NSG meet: Who are the holdout nations actually targeting?

05 Sep 2008

Vienna: Fronting for a band of six countries that are holding out against the grant of waivers to India to trade in nuclear fuel and technology, Austria said Friday that "some work still" needed to be done in the draft circulated by the US for approval by NSG nations.

Austria wants some "auxilliary measures" to be incorporated in the document. "Some work still needs to be done.
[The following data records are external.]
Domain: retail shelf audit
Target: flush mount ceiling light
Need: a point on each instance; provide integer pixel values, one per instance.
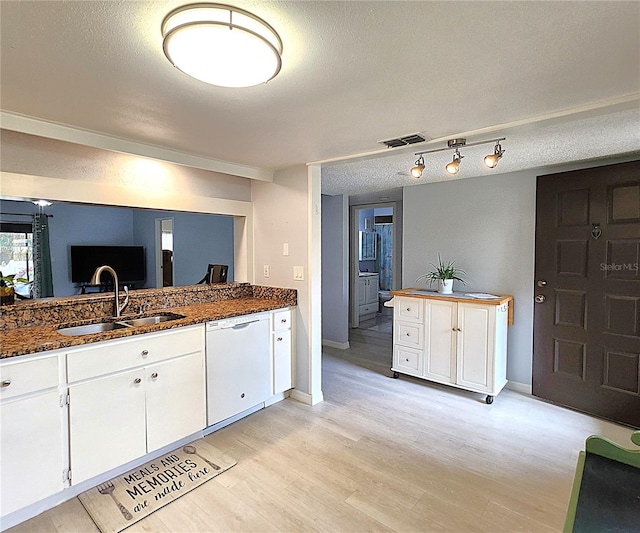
(222, 45)
(416, 171)
(455, 144)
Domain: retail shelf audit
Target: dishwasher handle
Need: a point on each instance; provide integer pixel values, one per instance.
(244, 324)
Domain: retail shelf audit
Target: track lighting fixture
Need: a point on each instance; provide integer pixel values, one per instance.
(416, 172)
(455, 144)
(492, 159)
(454, 166)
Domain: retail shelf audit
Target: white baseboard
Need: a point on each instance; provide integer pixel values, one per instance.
(524, 388)
(334, 344)
(306, 398)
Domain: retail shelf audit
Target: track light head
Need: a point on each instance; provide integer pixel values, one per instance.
(454, 166)
(416, 172)
(492, 159)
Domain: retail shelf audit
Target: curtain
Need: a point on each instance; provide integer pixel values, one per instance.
(43, 278)
(384, 255)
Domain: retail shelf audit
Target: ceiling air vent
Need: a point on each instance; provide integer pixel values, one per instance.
(404, 141)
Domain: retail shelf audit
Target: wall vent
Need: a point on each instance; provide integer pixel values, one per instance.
(404, 141)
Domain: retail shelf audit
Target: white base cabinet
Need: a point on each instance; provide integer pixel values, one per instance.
(32, 433)
(458, 342)
(133, 396)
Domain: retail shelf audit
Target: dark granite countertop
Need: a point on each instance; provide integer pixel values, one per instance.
(45, 337)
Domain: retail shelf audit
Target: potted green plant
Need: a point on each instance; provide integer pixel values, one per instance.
(444, 275)
(7, 288)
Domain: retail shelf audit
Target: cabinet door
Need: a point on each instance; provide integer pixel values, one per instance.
(475, 346)
(107, 423)
(440, 341)
(282, 374)
(31, 444)
(175, 399)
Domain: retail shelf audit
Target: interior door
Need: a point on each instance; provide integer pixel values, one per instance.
(587, 292)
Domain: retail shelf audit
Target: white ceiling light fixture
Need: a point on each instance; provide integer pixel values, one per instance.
(222, 45)
(416, 172)
(455, 144)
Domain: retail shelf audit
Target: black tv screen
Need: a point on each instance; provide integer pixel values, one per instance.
(127, 261)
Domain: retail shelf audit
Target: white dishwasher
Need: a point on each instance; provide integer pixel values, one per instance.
(238, 365)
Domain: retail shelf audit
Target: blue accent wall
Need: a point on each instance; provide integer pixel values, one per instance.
(199, 239)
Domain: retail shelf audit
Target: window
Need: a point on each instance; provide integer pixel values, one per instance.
(16, 254)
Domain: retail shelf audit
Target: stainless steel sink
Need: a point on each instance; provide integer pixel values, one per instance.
(87, 329)
(101, 327)
(150, 320)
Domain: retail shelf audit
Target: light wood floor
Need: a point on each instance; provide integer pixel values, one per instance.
(380, 454)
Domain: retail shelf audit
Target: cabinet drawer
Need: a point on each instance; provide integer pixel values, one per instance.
(410, 309)
(281, 320)
(368, 309)
(113, 356)
(409, 334)
(407, 360)
(28, 376)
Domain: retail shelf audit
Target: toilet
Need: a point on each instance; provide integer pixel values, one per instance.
(384, 296)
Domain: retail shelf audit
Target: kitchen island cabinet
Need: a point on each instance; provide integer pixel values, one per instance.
(455, 340)
(133, 396)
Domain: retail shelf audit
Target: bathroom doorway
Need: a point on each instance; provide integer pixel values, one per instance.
(164, 252)
(374, 266)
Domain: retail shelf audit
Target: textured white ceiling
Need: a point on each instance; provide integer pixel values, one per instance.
(353, 73)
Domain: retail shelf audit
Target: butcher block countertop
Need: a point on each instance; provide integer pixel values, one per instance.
(479, 298)
(17, 341)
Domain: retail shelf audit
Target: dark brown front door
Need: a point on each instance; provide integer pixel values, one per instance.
(587, 288)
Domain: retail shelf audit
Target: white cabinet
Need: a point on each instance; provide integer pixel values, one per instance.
(133, 396)
(282, 336)
(368, 296)
(31, 435)
(457, 342)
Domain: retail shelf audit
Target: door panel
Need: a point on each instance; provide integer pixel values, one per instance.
(587, 322)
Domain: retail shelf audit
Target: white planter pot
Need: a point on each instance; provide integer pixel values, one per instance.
(445, 286)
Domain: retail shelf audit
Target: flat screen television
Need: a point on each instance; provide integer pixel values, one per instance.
(127, 261)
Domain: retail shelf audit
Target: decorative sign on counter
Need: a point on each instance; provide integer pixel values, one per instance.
(124, 500)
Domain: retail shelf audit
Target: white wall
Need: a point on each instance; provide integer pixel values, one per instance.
(487, 226)
(285, 212)
(335, 271)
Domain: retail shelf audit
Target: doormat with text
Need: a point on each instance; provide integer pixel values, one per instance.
(126, 499)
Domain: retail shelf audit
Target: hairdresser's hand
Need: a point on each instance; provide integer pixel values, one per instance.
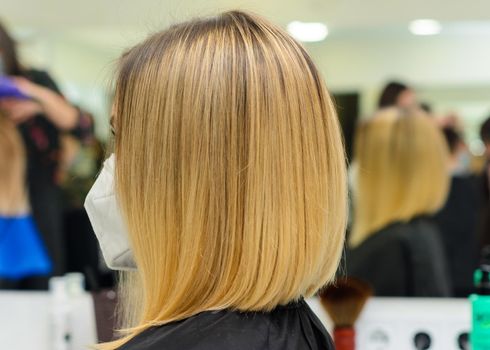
(20, 111)
(54, 106)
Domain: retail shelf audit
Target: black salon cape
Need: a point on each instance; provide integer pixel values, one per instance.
(290, 327)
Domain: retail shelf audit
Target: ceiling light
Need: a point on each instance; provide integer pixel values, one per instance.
(308, 31)
(425, 27)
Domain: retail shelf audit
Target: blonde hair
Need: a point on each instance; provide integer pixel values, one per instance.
(13, 197)
(402, 162)
(230, 169)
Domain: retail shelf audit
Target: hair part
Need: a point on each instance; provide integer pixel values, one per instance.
(230, 169)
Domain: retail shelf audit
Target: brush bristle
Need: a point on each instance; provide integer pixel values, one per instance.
(345, 300)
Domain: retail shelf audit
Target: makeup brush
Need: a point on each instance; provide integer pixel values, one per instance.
(344, 302)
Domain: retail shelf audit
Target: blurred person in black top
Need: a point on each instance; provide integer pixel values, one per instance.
(41, 121)
(397, 94)
(484, 223)
(457, 220)
(401, 180)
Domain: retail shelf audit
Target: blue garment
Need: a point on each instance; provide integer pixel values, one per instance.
(22, 253)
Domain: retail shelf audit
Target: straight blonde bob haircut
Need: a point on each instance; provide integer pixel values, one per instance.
(403, 170)
(13, 194)
(230, 169)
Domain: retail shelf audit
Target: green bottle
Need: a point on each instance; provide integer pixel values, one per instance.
(480, 302)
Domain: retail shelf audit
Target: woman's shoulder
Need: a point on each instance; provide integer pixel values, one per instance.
(287, 327)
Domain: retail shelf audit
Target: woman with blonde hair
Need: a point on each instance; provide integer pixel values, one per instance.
(402, 179)
(230, 183)
(22, 254)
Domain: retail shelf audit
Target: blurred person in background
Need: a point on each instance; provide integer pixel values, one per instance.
(484, 226)
(401, 180)
(397, 94)
(22, 253)
(458, 219)
(41, 120)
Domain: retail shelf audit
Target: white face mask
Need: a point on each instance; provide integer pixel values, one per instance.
(108, 224)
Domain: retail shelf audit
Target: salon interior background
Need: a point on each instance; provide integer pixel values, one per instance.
(368, 42)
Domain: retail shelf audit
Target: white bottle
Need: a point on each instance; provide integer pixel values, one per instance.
(60, 315)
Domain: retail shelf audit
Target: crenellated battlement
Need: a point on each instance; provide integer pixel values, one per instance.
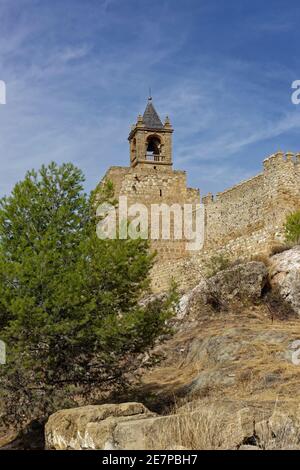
(244, 220)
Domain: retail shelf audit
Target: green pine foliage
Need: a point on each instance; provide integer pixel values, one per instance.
(69, 310)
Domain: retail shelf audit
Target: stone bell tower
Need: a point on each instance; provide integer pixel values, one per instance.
(151, 141)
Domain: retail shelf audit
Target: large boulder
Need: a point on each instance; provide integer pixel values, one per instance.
(90, 427)
(197, 425)
(285, 276)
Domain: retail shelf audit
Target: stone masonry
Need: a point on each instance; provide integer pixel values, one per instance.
(243, 221)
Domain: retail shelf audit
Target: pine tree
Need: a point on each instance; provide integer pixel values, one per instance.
(69, 310)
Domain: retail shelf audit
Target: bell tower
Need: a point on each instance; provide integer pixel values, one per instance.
(151, 141)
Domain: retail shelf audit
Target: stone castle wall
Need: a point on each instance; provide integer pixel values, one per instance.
(242, 221)
(147, 185)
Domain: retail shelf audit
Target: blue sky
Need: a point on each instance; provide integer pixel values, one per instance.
(78, 73)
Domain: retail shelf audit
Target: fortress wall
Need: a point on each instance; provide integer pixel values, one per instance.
(147, 186)
(241, 222)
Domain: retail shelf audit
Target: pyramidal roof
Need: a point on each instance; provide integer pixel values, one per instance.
(150, 117)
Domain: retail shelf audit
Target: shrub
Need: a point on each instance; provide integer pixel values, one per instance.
(217, 263)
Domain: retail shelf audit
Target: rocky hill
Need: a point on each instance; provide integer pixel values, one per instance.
(226, 378)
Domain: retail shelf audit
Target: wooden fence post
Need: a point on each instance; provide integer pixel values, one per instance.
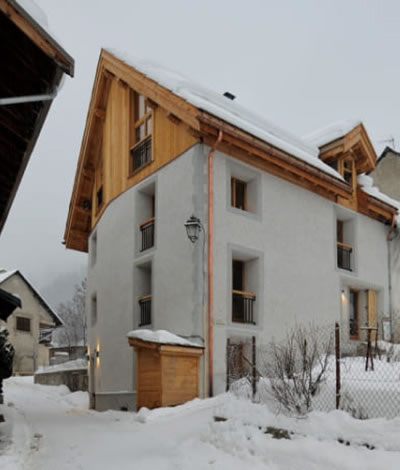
(228, 344)
(254, 369)
(337, 354)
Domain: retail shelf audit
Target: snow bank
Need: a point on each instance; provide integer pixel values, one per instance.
(229, 111)
(332, 132)
(69, 365)
(161, 336)
(367, 185)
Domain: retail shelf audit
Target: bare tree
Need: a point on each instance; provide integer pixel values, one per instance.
(72, 313)
(296, 367)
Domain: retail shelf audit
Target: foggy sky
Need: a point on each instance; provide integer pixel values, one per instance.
(301, 64)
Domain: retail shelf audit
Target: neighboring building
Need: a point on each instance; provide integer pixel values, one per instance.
(27, 51)
(30, 325)
(286, 233)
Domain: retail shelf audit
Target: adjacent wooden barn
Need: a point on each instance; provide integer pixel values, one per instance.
(166, 374)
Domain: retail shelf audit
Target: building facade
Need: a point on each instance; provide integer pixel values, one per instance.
(28, 324)
(287, 234)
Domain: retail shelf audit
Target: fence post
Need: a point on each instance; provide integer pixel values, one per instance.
(254, 369)
(337, 354)
(228, 343)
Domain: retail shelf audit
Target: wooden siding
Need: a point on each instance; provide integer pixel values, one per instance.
(170, 138)
(165, 374)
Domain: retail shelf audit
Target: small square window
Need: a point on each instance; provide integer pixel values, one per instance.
(239, 194)
(23, 324)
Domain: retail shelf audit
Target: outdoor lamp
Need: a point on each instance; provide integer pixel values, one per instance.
(193, 227)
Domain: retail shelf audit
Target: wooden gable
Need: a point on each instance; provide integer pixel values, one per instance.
(177, 125)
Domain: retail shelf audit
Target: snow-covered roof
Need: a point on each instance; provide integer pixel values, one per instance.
(161, 336)
(229, 111)
(367, 185)
(332, 132)
(4, 274)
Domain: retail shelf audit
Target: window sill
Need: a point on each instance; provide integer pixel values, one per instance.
(138, 170)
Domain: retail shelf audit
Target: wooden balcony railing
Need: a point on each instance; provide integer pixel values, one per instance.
(147, 229)
(242, 306)
(145, 310)
(344, 252)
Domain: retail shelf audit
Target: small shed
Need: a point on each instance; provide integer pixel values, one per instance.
(167, 368)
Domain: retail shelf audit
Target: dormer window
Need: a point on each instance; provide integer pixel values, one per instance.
(140, 145)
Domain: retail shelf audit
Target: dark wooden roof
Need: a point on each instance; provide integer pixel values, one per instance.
(32, 63)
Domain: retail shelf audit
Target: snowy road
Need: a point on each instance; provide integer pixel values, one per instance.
(50, 428)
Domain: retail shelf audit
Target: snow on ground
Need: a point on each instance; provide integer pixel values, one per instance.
(160, 336)
(68, 365)
(51, 428)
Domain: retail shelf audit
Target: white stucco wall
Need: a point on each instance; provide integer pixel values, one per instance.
(27, 354)
(288, 240)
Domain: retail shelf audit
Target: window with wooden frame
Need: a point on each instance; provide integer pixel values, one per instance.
(141, 132)
(99, 181)
(242, 301)
(344, 250)
(23, 324)
(354, 314)
(239, 194)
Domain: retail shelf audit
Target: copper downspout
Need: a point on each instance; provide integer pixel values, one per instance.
(210, 263)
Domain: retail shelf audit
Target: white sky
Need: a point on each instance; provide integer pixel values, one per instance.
(301, 64)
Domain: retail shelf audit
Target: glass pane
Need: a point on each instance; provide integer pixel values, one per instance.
(141, 106)
(149, 123)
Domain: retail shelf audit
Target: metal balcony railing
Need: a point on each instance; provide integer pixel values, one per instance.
(344, 252)
(242, 306)
(145, 310)
(147, 229)
(141, 154)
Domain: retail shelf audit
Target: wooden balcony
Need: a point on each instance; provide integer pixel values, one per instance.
(242, 307)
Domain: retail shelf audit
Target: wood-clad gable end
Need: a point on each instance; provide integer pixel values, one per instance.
(108, 136)
(134, 145)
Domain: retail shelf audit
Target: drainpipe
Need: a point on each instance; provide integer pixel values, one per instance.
(389, 239)
(210, 263)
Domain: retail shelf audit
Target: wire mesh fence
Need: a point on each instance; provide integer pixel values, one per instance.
(319, 368)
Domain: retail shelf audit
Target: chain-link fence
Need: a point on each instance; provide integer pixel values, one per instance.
(319, 368)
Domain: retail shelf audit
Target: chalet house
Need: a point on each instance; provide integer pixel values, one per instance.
(386, 176)
(30, 325)
(283, 229)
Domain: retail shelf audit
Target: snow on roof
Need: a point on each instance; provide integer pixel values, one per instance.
(367, 185)
(161, 336)
(4, 274)
(329, 133)
(229, 111)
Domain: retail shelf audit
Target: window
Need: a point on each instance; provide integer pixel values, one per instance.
(23, 324)
(354, 314)
(98, 182)
(242, 301)
(238, 194)
(142, 118)
(93, 309)
(93, 249)
(344, 250)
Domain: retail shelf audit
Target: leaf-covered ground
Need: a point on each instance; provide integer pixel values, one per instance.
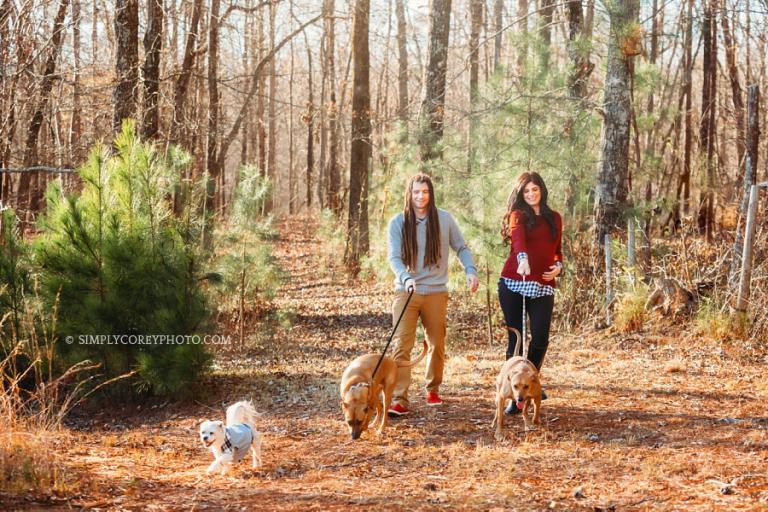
(653, 421)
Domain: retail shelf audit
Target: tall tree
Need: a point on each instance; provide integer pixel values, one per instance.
(476, 23)
(708, 115)
(736, 92)
(261, 125)
(125, 96)
(212, 157)
(402, 68)
(433, 104)
(310, 119)
(582, 67)
(29, 196)
(332, 173)
(181, 87)
(153, 45)
(612, 189)
(749, 179)
(685, 180)
(498, 21)
(75, 128)
(545, 34)
(360, 147)
(272, 105)
(522, 27)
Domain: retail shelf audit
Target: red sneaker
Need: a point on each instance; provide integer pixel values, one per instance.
(397, 410)
(434, 399)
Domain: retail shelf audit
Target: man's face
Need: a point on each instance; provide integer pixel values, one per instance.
(420, 196)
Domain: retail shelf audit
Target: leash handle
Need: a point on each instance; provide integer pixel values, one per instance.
(525, 333)
(410, 294)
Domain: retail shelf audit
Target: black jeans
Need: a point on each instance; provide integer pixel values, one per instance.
(539, 310)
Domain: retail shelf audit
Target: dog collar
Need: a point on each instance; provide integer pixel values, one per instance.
(227, 446)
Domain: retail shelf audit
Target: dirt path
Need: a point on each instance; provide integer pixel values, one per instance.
(632, 423)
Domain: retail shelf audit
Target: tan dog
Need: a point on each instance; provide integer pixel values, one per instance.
(360, 396)
(518, 380)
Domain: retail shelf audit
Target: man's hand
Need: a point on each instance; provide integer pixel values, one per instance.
(472, 282)
(554, 271)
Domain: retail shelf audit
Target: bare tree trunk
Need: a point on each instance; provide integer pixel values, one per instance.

Number of mirror images need to be added to the current talks and ideas in the draft...we want to have more effective and qualitatively improved security architecture," said Peter Launsky, an Austrian foreign ministry official.

Reports emerging at the end of the second round of the second day of the crucial meeting of the 45-member Nuclear Suppliers Group (NSG) quote an unnamed western diplomat as saying that the outcome may be a ''surprise''.

Asked if the decision would favour India, he said, "I can't say. It can be for... it can be against."

An interesting conjecture may be that the holdout nations are actually thrashing out matters with confirmed deal supporters, such as  Russia, France and the UK in an attempt to secure commitments from them or at least ensure that any future punitive course of action against India would ensure their compliance. This is important as the NSG acts on a consensual basis and nations with greater commercial interest in this whole issue may not wish to act in sync with others if India should be perceived to be infringing in someway.

Apart from the USA, at least two other countries, Russia and France, have potential nuclear deals with India in the pipeline. It may be important for nations with no genuine commercial clout, such as Austria, New Zealand and Ireland and a few others to tie down genuine fuel and technology exporters such as Russia and France to some ground rules.